Mengapa dia menggunakan Li Hao untuk mengancam Hou Xiaochen? Siapa yang tahu?
Beberapa orang berspekulasi bahwa Xu Feng mungkin tewas di tangan Hou Xiaochen… Itu bukan sekadar dugaan, melainkan fakta. Semua orang berpikir bahwa ketiga organisasi besar itu tidak perlu melawan keluarga Xu jika mereka ingin aktif di Provinsi Timur.
Sebaliknya, Hou Xiaochen tidak takut dan tampaknya tidak peduli dengan apa pun.
Ada kemungkinan 99% bahwa keluarga Xu telah dibunuh oleh Hou Xiaochen.
Saat itu juga, nama Hou Xiaochen telah tersebar luas. Dia adalah sosok yang sangat menakutkan, sosok yang ditakuti oleh semua orang.
Tidak ada yang tahu apa yang sedang terjadi, tetapi mereka semua tahu bahwa hampir tidak ada seorang pun dari pemerintahan Bulan Perak yang meninggal. Dua dari tiga Matahari telah meninggal, tetapi mereka adalah anak buah Hu Qingfeng.
Siapa pun yang memiliki mata jeli dapat melihat bahwa ada sesuatu yang mencurigakan tentang hal ini.
Pada saat yang sama, ada kabar lain.
Salah satu pemimpin Bulan Merah, salah satu dari Tujuh Bulan, Zi Yue, belum mati. Sebaliknya, dia dikurung di penjara Kantor Inspeksi.
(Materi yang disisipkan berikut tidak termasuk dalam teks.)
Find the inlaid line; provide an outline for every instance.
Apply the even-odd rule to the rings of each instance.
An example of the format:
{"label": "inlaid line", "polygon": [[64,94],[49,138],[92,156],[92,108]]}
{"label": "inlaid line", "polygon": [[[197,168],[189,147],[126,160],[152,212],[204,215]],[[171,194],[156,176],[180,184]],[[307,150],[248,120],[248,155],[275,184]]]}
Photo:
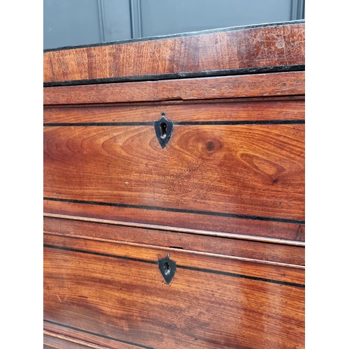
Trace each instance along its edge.
{"label": "inlaid line", "polygon": [[117,204],[112,202],[101,202],[98,201],[85,201],[72,199],[61,199],[58,198],[43,198],[43,200],[49,201],[58,201],[61,202],[71,202],[75,204],[96,205],[99,206],[110,206],[114,207],[125,207],[133,209],[149,209],[152,211],[165,211],[168,212],[178,212],[185,214],[204,214],[207,216],[216,216],[220,217],[239,218],[244,219],[253,219],[257,221],[268,221],[280,223],[291,223],[295,224],[305,224],[305,221],[298,219],[288,219],[276,217],[264,217],[261,216],[248,216],[246,214],[226,214],[223,212],[211,212],[210,211],[196,211],[193,209],[174,209],[172,207],[158,207],[154,206],[146,206],[129,204]]}
{"label": "inlaid line", "polygon": [[48,322],[52,325],[57,325],[58,326],[61,326],[62,327],[66,327],[69,329],[74,329],[75,331],[79,331],[80,332],[87,333],[88,334],[92,334],[93,336],[97,336],[98,337],[105,338],[106,339],[111,339],[112,341],[116,341],[117,342],[124,343],[126,344],[131,344],[131,346],[135,346],[139,348],[144,348],[146,349],[153,349],[152,347],[147,347],[146,346],[142,346],[142,344],[138,344],[137,343],[130,342],[128,341],[124,341],[123,339],[117,339],[117,338],[110,337],[109,336],[105,336],[104,334],[100,334],[98,333],[92,332],[91,331],[87,331],[86,329],[82,329],[77,327],[73,327],[73,326],[68,326],[68,325],[61,324],[59,322],[56,322],[55,321],[51,321],[50,320],[43,319],[44,322]]}
{"label": "inlaid line", "polygon": [[[112,258],[117,258],[117,259],[127,260],[133,260],[135,262],[141,262],[148,263],[148,264],[153,264],[153,265],[158,264],[157,261],[148,260],[144,260],[144,259],[140,259],[140,258],[133,258],[131,257],[111,255],[109,253],[102,253],[101,252],[92,252],[92,251],[89,251],[80,250],[80,249],[77,249],[77,248],[70,248],[69,247],[63,247],[63,246],[48,245],[48,244],[44,244],[43,246],[48,248],[56,248],[58,250],[64,250],[64,251],[69,251],[71,252],[77,252],[77,253],[87,253],[87,254],[95,255],[101,255],[103,257],[110,257]],[[196,268],[196,267],[187,267],[186,265],[177,265],[176,267],[177,268],[181,268],[181,269],[188,269],[188,270],[193,270],[195,272],[202,272],[204,273],[216,274],[219,274],[219,275],[225,275],[227,276],[232,276],[232,277],[235,277],[235,278],[248,279],[249,280],[255,280],[256,281],[263,281],[263,282],[267,282],[267,283],[278,283],[280,285],[285,285],[288,286],[293,286],[293,287],[298,287],[298,288],[305,288],[305,285],[302,284],[302,283],[289,283],[289,282],[286,282],[286,281],[281,281],[279,280],[273,280],[271,279],[259,278],[257,276],[251,276],[249,275],[243,275],[243,274],[240,274],[230,273],[228,272],[221,272],[220,270],[213,270],[213,269],[204,269],[204,268]]]}
{"label": "inlaid line", "polygon": [[[174,125],[304,125],[304,120],[245,120],[216,121],[174,121]],[[57,122],[45,123],[45,127],[54,126],[148,126],[154,122]]]}

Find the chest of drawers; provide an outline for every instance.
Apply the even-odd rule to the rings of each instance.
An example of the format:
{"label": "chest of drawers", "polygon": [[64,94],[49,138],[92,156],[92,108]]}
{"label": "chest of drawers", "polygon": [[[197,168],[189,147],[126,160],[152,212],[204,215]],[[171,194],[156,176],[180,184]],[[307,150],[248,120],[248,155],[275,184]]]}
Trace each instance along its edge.
{"label": "chest of drawers", "polygon": [[44,346],[304,348],[304,22],[44,52]]}

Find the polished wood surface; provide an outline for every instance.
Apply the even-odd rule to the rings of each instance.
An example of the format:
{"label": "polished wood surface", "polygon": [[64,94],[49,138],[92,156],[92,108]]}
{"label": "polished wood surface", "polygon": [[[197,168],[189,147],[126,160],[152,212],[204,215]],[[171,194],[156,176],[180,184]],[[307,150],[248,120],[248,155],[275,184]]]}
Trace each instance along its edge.
{"label": "polished wood surface", "polygon": [[[302,347],[302,269],[67,237],[44,244],[46,320],[150,348]],[[165,253],[177,265],[170,285],[157,263]]]}
{"label": "polished wood surface", "polygon": [[44,124],[154,122],[161,112],[181,121],[304,120],[302,96],[160,103],[47,105]]}
{"label": "polished wood surface", "polygon": [[44,105],[196,100],[304,94],[304,73],[45,87]]}
{"label": "polished wood surface", "polygon": [[47,234],[75,236],[100,241],[128,242],[186,251],[196,251],[269,260],[285,264],[304,265],[304,244],[288,242],[244,239],[225,235],[224,237],[202,235],[203,232],[181,232],[160,230],[150,227],[125,226],[88,222],[75,219],[45,217],[44,232]]}
{"label": "polished wood surface", "polygon": [[299,22],[44,52],[44,348],[304,348],[304,53]]}
{"label": "polished wood surface", "polygon": [[161,149],[150,126],[45,127],[44,196],[303,221],[304,137],[304,125],[179,125]]}
{"label": "polished wood surface", "polygon": [[304,64],[304,22],[198,34],[45,52],[43,81]]}
{"label": "polished wood surface", "polygon": [[111,205],[99,205],[93,202],[54,201],[44,199],[44,211],[46,214],[73,216],[79,218],[96,221],[110,221],[124,224],[140,224],[158,228],[187,232],[188,230],[200,230],[202,233],[214,236],[222,234],[262,237],[264,238],[304,242],[304,223],[289,223],[275,220],[249,219],[227,214],[214,216],[190,212],[176,212],[147,208],[114,207]]}

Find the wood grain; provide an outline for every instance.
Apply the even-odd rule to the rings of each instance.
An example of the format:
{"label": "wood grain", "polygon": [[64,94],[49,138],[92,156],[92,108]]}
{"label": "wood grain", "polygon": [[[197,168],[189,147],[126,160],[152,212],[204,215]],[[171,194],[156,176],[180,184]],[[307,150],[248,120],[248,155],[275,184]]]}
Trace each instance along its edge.
{"label": "wood grain", "polygon": [[[43,321],[43,327],[44,334],[46,334],[46,336],[44,336],[44,341],[45,339],[46,342],[49,341],[47,335],[50,334],[51,336],[50,339],[50,343],[52,341],[58,343],[61,341],[61,343],[63,343],[64,345],[60,344],[60,348],[62,349],[70,349],[69,346],[74,345],[71,343],[71,340],[79,343],[80,345],[84,345],[85,347],[90,346],[90,347],[87,346],[87,348],[96,348],[96,349],[101,348],[108,349],[112,348],[117,348],[117,349],[139,349],[140,348],[144,348],[144,346],[137,345],[138,343],[125,343],[125,341],[118,340],[116,338],[108,338],[106,336],[94,334],[89,331],[84,331],[82,329],[74,328],[64,324],[58,324],[45,319]],[[54,335],[54,338],[53,338]],[[86,349],[85,347],[83,348]],[[71,349],[75,349],[75,348],[73,347]]]}
{"label": "wood grain", "polygon": [[[133,346],[126,345],[122,346],[125,349],[135,349]],[[56,333],[50,332],[49,331],[44,330],[44,346],[49,348],[58,348],[62,349],[87,349],[91,348],[92,349],[107,349],[105,346],[101,346],[92,343],[88,343],[85,341],[75,339],[75,338],[69,337],[68,336],[62,336]],[[45,346],[44,346],[45,348]]]}
{"label": "wood grain", "polygon": [[214,216],[207,214],[149,210],[134,207],[99,206],[88,203],[43,200],[45,214],[68,215],[83,219],[108,220],[126,224],[156,225],[172,231],[200,230],[211,235],[221,233],[295,242],[305,241],[304,224]]}
{"label": "wood grain", "polygon": [[165,112],[179,121],[304,120],[304,97],[44,107],[44,124],[154,122]]}
{"label": "wood grain", "polygon": [[302,221],[304,132],[177,126],[161,149],[151,126],[47,127],[44,196]]}
{"label": "wood grain", "polygon": [[304,73],[44,87],[43,104],[84,104],[304,95]]}
{"label": "wood grain", "polygon": [[45,217],[44,232],[304,265],[298,246]]}
{"label": "wood grain", "polygon": [[230,274],[297,281],[302,269],[174,251],[168,285],[156,263],[161,248],[52,236],[45,243],[75,249],[44,249],[48,320],[151,348],[304,346],[304,288]]}
{"label": "wood grain", "polygon": [[219,71],[304,64],[304,24],[46,52],[43,81]]}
Bukan petugas patroli malam, melainkan Kantor Inspeksi yang mengurung Zi Yue.
Kantor inspeksi segera menyebarkan berita tersebut ke publik, meminta Orange Moon untuk menyerahkan diri!
Jika tidak, Bulan Ungu akan segera dijatuhi hukuman mati. Sebagai pemimpin dari tiga organisasi Darksider, ada kemungkinan 99% bahwa mereka akan dijatuhi hukuman mati. Meskipun belum ada yang mengadili tokoh-tokoh kuat dari ketiga organisasi tersebut, Silver Moon mungkin akan muncul untuk pertama kalinya.
Berita itu dengan cepat menyebar ke seluruh Laut Utara dan ke wilayah tengah!
Tiba-tiba, bahkan area pusat pun berguncang.
Pada saat itulah Hou Xiaochen mengumumkan kepada publik bahwa ia akan menduduki posisi di wilayah tengah. Ia menerima perintah patroli malam untuk menuju markas besar dan menduduki posisi Wakil Menteri.
Begitu berita itu tersebar, hal itu kembali menimbulkan kehebohan.
Hou Xiaochen, yang baru saja mengintimidasi seluruh dunia, telah melepaskan kemerdekaannya dan kemerdekaan Bulan Perak. Dia telah melepaskan cita-citanya menjadi Raja pemberontak dan sekarang berada di wilayah tengah, menduduki jabatan di kota Stellarsky. Ini sungguh tidak bisa dipercaya!
Tatapan semua orang seketika beralih dari mayat-mayat itu ke Hou Xiaochen.
Pria ini akan datang ke benua tengah!
……
Di kota angkasa angkasa yang jauh.
Malam itu, saat berita menyebar, setiap departemen diterangi dengan terang!
“Hou Xiaochen menyetujui transfer tersebut… Tapi sekarang dia sudah di sini, siapa yang berani memanfaatkannya?”
“Ya, bagaimana cara memanfaatkannya adalah masalah besar!”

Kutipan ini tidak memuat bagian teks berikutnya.